Ossewaarde v. Russia – 27227/17
Judgment 7.3.2023 [Section III]
Freedom of religion
Unjustified administrative sanction of Baptist Christian for holding Bible meetings in his home without notifying the authorities as required by new legislation applicable to missionary activities: violation
Unjustified higher minimum fines applicable to non-nationals compared to nationals for the same offence of illegal missionary work: violation
Facts – The applicant, a Baptist Christian, conducted regular gatherings of people at his home for prayer and Bible reading, personally inviting attendees or putting invitations in people’s mailboxes. After one such occasion he was charged with the administrative offence of conducting illegal missionary work as a non-Russian national, in particular, placing invitations to religious service on notice boards which was interpreted as “disseminating information about his religion among non-members of his religious association” and conducting missionary work without notification of establishment of a religious group. He was convicted of these offences by the domestic court with his subsequent appeals being dismissed.

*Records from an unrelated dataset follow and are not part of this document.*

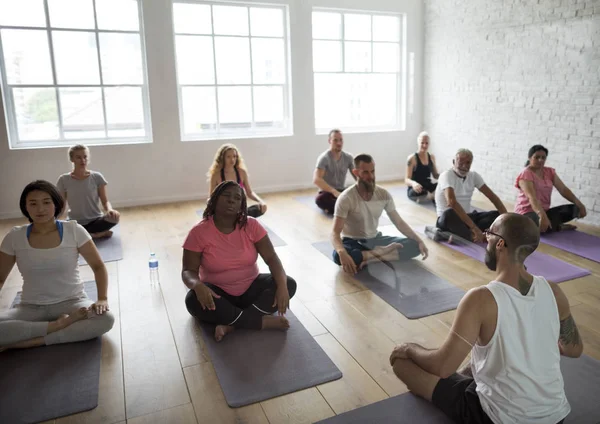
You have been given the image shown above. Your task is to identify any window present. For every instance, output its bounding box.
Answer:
[312,10,402,133]
[0,0,150,148]
[173,1,292,140]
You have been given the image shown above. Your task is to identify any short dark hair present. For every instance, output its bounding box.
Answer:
[327,128,342,139]
[354,153,373,168]
[499,212,540,264]
[19,180,65,222]
[202,181,248,228]
[525,144,548,166]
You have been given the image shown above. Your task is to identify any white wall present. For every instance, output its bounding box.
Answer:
[0,0,423,218]
[424,0,600,224]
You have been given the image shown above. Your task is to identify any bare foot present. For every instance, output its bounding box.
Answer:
[262,315,290,331]
[215,325,235,342]
[90,230,112,239]
[48,308,89,333]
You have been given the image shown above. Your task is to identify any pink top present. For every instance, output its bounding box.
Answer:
[183,217,267,296]
[515,166,556,214]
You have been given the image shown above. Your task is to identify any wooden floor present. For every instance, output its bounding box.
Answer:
[0,184,600,424]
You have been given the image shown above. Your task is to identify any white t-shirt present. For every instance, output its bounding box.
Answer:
[0,221,92,305]
[435,169,485,216]
[56,171,107,225]
[334,184,396,239]
[471,277,571,424]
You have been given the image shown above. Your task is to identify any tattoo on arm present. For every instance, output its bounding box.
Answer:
[519,275,532,294]
[560,315,581,346]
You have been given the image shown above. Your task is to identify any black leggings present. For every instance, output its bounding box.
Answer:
[185,274,296,330]
[435,208,500,241]
[525,203,579,231]
[406,181,437,200]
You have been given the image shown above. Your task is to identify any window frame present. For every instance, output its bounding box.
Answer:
[311,6,407,135]
[171,0,294,142]
[0,0,153,150]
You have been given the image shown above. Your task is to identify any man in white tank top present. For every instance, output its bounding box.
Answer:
[390,213,583,424]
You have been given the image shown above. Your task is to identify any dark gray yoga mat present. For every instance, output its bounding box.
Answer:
[79,225,123,265]
[317,392,453,424]
[294,195,392,227]
[200,311,342,408]
[388,187,436,212]
[196,209,287,247]
[313,241,465,319]
[319,355,600,424]
[0,281,102,424]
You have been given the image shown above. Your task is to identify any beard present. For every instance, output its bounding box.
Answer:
[485,246,497,271]
[358,179,375,193]
[454,167,469,178]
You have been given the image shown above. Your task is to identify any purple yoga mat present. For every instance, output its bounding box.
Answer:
[542,231,600,262]
[442,242,591,283]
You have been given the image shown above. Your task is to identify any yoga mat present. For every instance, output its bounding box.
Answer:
[196,209,287,247]
[294,195,392,227]
[313,241,465,319]
[200,311,342,408]
[432,237,591,283]
[560,355,600,424]
[317,392,453,424]
[541,231,600,262]
[462,208,600,262]
[318,355,600,424]
[79,225,123,265]
[0,281,102,424]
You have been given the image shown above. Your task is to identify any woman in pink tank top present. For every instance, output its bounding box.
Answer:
[206,144,267,218]
[515,144,587,232]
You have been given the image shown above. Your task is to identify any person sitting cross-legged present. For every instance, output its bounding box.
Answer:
[181,181,296,341]
[390,213,583,424]
[331,154,428,274]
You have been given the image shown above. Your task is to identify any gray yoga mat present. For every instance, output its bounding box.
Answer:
[196,209,287,247]
[313,241,465,319]
[318,355,600,424]
[317,392,453,424]
[387,186,436,212]
[0,281,102,424]
[294,195,392,227]
[201,311,342,408]
[79,225,123,265]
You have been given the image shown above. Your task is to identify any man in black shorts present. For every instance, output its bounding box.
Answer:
[390,213,583,424]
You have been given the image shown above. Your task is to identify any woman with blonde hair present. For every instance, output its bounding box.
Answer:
[206,144,267,218]
[56,144,121,239]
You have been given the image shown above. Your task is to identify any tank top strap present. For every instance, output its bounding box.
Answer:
[233,166,242,185]
[415,152,422,167]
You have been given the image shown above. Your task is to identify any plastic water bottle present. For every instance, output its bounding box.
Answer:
[148,253,160,285]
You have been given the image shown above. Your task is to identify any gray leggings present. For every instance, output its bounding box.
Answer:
[0,296,115,347]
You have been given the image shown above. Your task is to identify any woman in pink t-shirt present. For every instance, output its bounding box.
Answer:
[181,181,296,341]
[515,144,587,232]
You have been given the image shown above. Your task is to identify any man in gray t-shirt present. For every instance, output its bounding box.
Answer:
[331,154,428,274]
[313,129,356,214]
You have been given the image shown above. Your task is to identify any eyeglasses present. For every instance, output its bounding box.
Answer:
[482,228,508,247]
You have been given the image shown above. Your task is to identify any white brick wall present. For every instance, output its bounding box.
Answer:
[424,0,600,224]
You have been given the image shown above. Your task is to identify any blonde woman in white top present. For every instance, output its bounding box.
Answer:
[0,180,114,352]
[56,144,121,239]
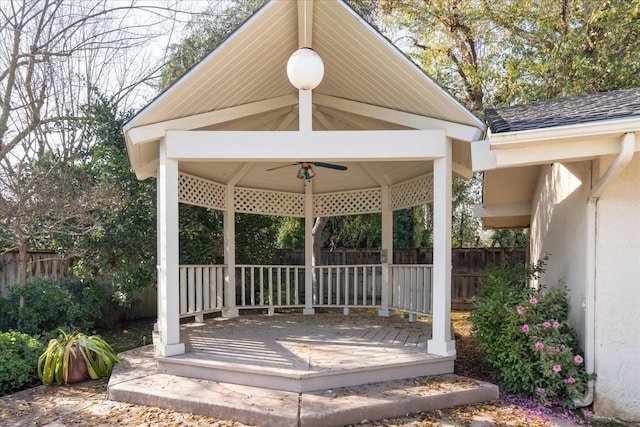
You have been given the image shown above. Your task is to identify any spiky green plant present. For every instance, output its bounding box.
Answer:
[38,329,122,384]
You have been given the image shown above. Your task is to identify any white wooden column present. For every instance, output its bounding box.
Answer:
[298,89,315,314]
[427,139,456,356]
[302,181,315,314]
[374,185,393,316]
[154,140,185,356]
[222,185,239,317]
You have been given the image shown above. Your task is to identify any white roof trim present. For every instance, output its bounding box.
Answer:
[122,2,273,133]
[473,202,531,218]
[165,130,447,162]
[338,0,487,130]
[489,117,640,149]
[471,117,640,171]
[127,95,298,145]
[313,94,483,141]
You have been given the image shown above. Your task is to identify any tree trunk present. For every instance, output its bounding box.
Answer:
[18,242,29,308]
[311,217,328,289]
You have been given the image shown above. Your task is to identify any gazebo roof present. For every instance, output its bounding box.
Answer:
[124,0,485,192]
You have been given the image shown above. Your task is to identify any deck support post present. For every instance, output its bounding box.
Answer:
[302,181,318,314]
[427,138,456,356]
[222,185,239,317]
[373,185,393,317]
[154,140,185,356]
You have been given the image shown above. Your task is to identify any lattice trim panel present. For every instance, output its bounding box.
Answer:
[178,173,226,210]
[389,173,433,211]
[313,188,382,216]
[234,188,304,217]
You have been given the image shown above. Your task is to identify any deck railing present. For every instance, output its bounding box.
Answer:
[179,265,227,317]
[313,265,382,308]
[390,264,433,315]
[179,264,433,319]
[236,265,304,310]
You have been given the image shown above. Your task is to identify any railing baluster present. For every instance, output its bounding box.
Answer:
[180,268,188,313]
[362,265,369,305]
[187,267,196,313]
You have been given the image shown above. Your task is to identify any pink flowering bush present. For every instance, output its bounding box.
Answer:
[471,257,595,406]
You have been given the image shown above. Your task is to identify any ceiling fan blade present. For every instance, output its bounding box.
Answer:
[311,162,348,171]
[267,163,299,172]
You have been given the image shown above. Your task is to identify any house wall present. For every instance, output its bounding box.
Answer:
[530,162,590,338]
[530,155,640,421]
[594,153,640,421]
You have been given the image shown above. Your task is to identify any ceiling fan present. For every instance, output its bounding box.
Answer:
[267,162,347,181]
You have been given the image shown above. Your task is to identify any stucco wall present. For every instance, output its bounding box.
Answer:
[531,162,590,347]
[530,155,640,421]
[594,153,640,421]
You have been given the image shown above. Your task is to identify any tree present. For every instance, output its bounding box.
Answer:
[160,0,267,89]
[71,93,157,306]
[0,0,190,303]
[482,0,640,105]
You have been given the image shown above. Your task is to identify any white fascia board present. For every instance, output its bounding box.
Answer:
[298,0,313,48]
[471,118,640,171]
[126,95,298,145]
[123,2,275,132]
[492,137,640,168]
[451,162,473,179]
[488,117,640,150]
[473,202,531,218]
[313,94,484,142]
[471,139,497,172]
[135,159,160,181]
[166,130,447,162]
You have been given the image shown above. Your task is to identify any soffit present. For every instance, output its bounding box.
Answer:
[482,166,541,229]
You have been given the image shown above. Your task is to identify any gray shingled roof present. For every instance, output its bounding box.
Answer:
[485,88,640,133]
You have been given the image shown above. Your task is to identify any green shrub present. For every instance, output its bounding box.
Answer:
[0,278,108,335]
[470,257,595,405]
[0,332,44,396]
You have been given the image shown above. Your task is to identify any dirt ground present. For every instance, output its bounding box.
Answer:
[0,313,624,427]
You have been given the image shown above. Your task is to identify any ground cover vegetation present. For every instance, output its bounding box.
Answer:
[0,0,640,422]
[470,258,595,407]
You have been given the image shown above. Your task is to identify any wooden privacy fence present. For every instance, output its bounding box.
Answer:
[179,264,433,321]
[0,251,73,296]
[274,248,526,309]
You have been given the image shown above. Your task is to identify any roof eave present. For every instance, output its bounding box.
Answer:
[471,116,640,171]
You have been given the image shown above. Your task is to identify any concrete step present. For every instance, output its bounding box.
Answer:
[156,353,455,393]
[108,347,498,427]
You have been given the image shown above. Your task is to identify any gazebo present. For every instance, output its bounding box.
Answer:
[124,0,485,370]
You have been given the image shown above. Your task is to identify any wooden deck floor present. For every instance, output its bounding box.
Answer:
[158,314,454,391]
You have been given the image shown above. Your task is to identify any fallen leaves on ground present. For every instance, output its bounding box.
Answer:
[0,312,596,427]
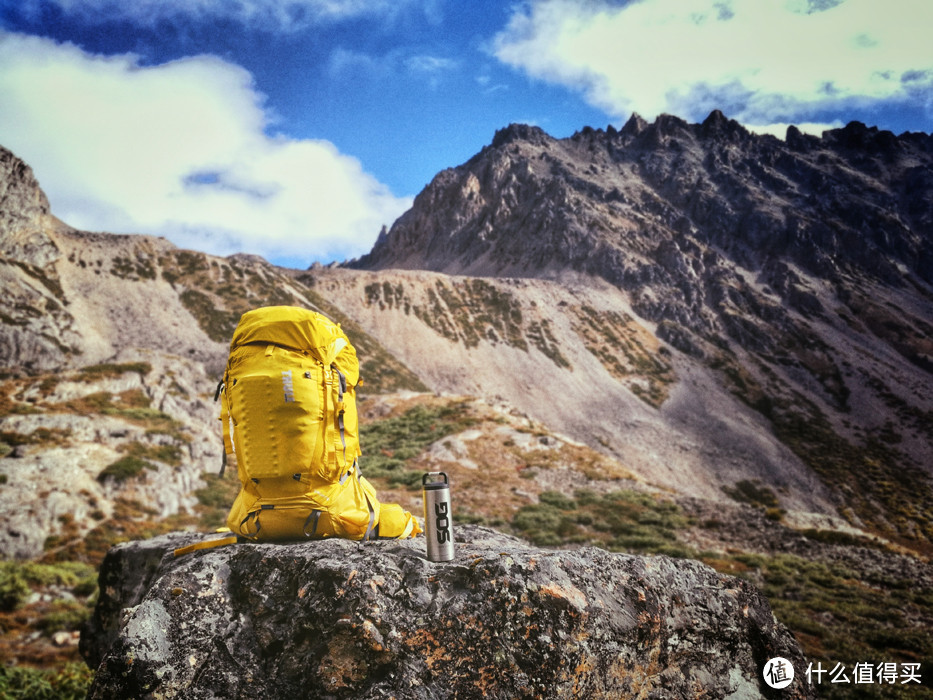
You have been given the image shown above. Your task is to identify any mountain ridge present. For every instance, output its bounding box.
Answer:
[0,113,933,697]
[0,112,933,540]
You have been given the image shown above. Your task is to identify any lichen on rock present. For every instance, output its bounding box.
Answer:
[82,525,811,698]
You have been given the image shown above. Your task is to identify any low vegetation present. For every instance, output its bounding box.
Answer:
[360,402,472,487]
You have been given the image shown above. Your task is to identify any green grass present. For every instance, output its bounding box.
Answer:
[717,554,933,700]
[0,662,94,700]
[78,362,152,382]
[511,490,691,557]
[0,561,97,611]
[97,455,156,482]
[360,403,473,487]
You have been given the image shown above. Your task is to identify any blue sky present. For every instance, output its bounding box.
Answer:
[0,0,933,267]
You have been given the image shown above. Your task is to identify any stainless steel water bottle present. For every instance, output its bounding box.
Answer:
[421,472,454,561]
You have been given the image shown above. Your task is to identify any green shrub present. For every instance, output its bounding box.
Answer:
[97,455,156,482]
[0,663,94,700]
[0,562,32,612]
[36,600,91,636]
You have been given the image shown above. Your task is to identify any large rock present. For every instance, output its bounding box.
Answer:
[82,526,811,698]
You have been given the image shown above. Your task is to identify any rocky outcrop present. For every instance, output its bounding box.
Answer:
[341,111,933,541]
[81,526,812,698]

Preliminary issue – As the facts giving rise to the alleged violations of the Convention occurred prior to 16 September 2022, the date on which the Russian Federation ceased to be a party to the Convention, the Court had jurisdiction to examine the application.
The applicant’s conviction for failing to comply with the new legal requirements applicable to missionary activities had amounted to an interference with his right to freedom of religion which had been based on the updated provisions of the Religious Act and the Code of Administrative Offences.
There had been no evidence that the applicant, who had been engaged in evangelism for more than ten years, had used any improper methods of proselytism or had caused anyone to participate in religious meetings against their will. Furthermore, there had been no indication whatsoever that the applicant’s religious speech contained any expressions seeking to spread, incite or justify hatred, discrimination or intolerance. Therefore, he had been sanctioned solely for failing to comply with new legal requirements applicable to missionary work which had been introduced in 2016 as part of an anti-terrorism package.
The new legislation had made it an offence to conduct missionary work in residential premises that were not owned or rented by a religious association and had also subjected missionary work to the requirement of prior authorisation from a religious association. These regulations had left no room for people in the applicant’s situation who were engaged in individual evangelism. The requirement of prior authorisation had also eliminated the possibility of spontaneous religious discussion among members and non-members of one’s religion and had burdened religious expression with restrictions greater than those applicable to other types of expression.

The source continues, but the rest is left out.